Interpretation for the two-system model:
- Standard jailbreaks either fully suppress System S (COMPLIANCE) or fail against it (REFUSAL). The binary outcome reflects an all-or-nothing competition.
- Structural attacks (format-lock, VLA) produce more PARTIAL because they activate System T strongly enough to generate the requested output while System S remains partially active, producing caveats. The systems operate in parallel rather than in competition.
- Abliterated models show high PARTIAL because System S has been surgically weakened but partially regenerates at scale, producing caveated rather than unrestricted compliance.
Gap 2: Reasoning Trace Length vs. Verdict Correlation Within Format-Lock — CLOSED
Question: Do format-lock COMPLIANCE responses show the same inverted verbosity signal (shorter than refusals) that Report #51 observed in the pilot, or was that an artifact of small sample size?
Result (computed this session): The inverted signal observed in Report #51’s pilot (n=17) does NOT hold at the expanded sample size (n=121). Format-lock COMPLIANCE responses are longer than refusals, consistent with the corpus-wide direction but with a weaker effect:
| Verdict | n | Mean Response Length (chars) | Median |
|---|---|---|---|
| COMPLIANCE | 34 | 1,911 | 1,144 |
| PARTIAL | 18 | 1,966 | 1,352 |
| BENIGN_QUERY | 33 | 1,495 | 964 |
| REFUSAL | 30 | 1,341 | 1,242 |
| HALLUCINATION_REFUSAL | 6 | 1,185 | 999 |
- Format-lock COMPLIANCE/REFUSAL ratio: 1.42x (Mann-Whitney p=0.44, not significant).

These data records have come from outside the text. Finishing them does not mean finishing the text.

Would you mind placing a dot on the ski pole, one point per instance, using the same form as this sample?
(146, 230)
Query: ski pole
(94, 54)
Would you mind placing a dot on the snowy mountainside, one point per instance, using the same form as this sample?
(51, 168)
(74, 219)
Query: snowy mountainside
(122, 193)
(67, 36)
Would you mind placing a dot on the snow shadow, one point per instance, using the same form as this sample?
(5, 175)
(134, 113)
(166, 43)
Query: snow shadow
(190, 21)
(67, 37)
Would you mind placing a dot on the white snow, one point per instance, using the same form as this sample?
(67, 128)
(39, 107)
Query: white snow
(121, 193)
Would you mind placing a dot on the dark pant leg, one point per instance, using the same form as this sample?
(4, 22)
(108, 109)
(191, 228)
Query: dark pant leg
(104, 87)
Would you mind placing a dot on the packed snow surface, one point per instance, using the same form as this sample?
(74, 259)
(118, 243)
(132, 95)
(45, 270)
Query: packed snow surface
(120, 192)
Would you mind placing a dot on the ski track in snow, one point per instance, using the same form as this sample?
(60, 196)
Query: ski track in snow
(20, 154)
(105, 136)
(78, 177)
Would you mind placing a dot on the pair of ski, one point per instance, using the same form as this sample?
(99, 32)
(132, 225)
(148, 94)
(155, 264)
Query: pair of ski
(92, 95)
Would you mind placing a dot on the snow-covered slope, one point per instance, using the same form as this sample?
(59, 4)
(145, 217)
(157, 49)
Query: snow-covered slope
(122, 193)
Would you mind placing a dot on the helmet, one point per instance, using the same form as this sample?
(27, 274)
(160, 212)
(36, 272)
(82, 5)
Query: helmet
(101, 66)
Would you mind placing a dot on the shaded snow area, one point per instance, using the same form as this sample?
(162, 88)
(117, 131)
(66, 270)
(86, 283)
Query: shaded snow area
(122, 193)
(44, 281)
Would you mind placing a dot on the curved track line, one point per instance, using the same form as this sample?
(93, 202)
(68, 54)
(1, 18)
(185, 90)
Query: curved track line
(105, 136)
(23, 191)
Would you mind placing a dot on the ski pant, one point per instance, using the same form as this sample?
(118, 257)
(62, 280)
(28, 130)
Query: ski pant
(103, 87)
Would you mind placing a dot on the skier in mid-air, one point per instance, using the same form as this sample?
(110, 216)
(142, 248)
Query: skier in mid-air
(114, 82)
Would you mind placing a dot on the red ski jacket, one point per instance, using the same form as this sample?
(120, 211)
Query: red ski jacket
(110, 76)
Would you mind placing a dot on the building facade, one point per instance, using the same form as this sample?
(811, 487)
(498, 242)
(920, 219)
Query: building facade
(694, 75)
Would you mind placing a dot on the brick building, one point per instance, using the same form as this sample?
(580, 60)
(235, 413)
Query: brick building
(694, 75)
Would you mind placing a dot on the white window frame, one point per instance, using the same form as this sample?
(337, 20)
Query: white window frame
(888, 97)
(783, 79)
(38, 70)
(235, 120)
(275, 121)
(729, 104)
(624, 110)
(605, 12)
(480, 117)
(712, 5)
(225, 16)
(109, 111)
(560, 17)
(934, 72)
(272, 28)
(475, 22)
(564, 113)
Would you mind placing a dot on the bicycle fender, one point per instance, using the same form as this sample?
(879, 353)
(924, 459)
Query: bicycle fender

- Corpus-wide COMPLIANCE/REFUSAL ratio: 1.54x (Mann-Whitney p=1e-27, Report #48).
- Success (C+P) vs Failure (R+BQ+HR) ratio: 1.38x (Mann-Whitney p=0.20, not significant).
Interpretation: The pilot’s inverted signal (n=17, COMPLIANCE shorter) was likely a small-sample artifact. With 121 traces across both sub-3B and frontier models, the direction matches the corpus-wide pattern — compliant responses are longer. However, the effect is weaker and non-significant (1.42x vs 1.54x), which has two possible explanations:
- Format-lock responses genuinely occupy a middle ground — they are longer than refusals (standard pattern) but not as dramatically as standard jailbreak compliance, because the format constraint itself limits output elaboration.
- The high variance (SD=2,164 for COMPLIANCE vs 1,105 for REFUSAL) and moderate sample sizes prevent detection of a real but smaller effect.
Implication for the two-system model: The verbosity signal does not clearly differentiate format-lock from standard compliance processing. Format-lock compliance is not a qualitatively different “fast-path” processing mode that bypasses deliberation — or if it is, that difference does not manifest in response length. The stronger evidence for format-lock as a distinct mechanism remains the structural compliance rate (95-100% producing requested format, Report #55) and the elevated ASR on frontier models that resist standard attacks (Report #57).
Gap 3: Inter-Model Verdict Agreement as a Diagnostic of System T vs. System S Activation
Question: Do models that agree on COMPLIANCE verdicts share architectural features that predict System T dominance?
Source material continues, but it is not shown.